Buffett, whose top financial sector holding is Wells Fargo (WFC) , might want to break his principles on investing only in banks with simple business models and use Goldman as a way to benefit from low interest rates.
Goldman's management of its expenses and a predictable focus on share buybacks has the nation's top investment bank fulfilling some key criteria of the 'Oracle of Omaha's' investing principles.
In fourth quarter earnings, Goldman Sachs reported better than expected adjusted earnings of $2.89 billion, on revenue of $9.24 billion, beating estimates of $1.78 billion and $7.83 billion respectively.
Adjusted earnings per share of $5.60, nearly doubled an adjusted estimate of $3.66 a share, according to analyst forecasts compiled by Bloomberg. Earnings at Goldman reflected growth in top line profitability and strong legwork done on bottom line expense.

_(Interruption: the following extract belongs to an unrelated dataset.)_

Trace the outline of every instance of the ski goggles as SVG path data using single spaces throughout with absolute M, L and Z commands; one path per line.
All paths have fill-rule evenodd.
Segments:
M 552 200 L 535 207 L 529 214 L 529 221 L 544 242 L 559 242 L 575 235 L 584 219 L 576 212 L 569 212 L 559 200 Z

It's the latter which might peak Buffett's interest and signal that Goldman Sachs is a changed bank from when the 'Oracle' took a multi-billion dollar preferred stake in the firm to help it survive the financial crisis.
In contrast to a pre-crisis era on Wall Street, Goldman Sachs is doing the heavy lifting to drive overall expense lower. Headcount reductions and relocations of back office staff to low cost financial centers helped Goldman Sachs drive overall expense as a proportion of revenue to below 40%, exceeding analyst estimates.
While the absolute amount of expense was unchanged from 2011 levels, Goldman's falling expense ratios reflect operating leverage, especially in some investment banking and trading businesses.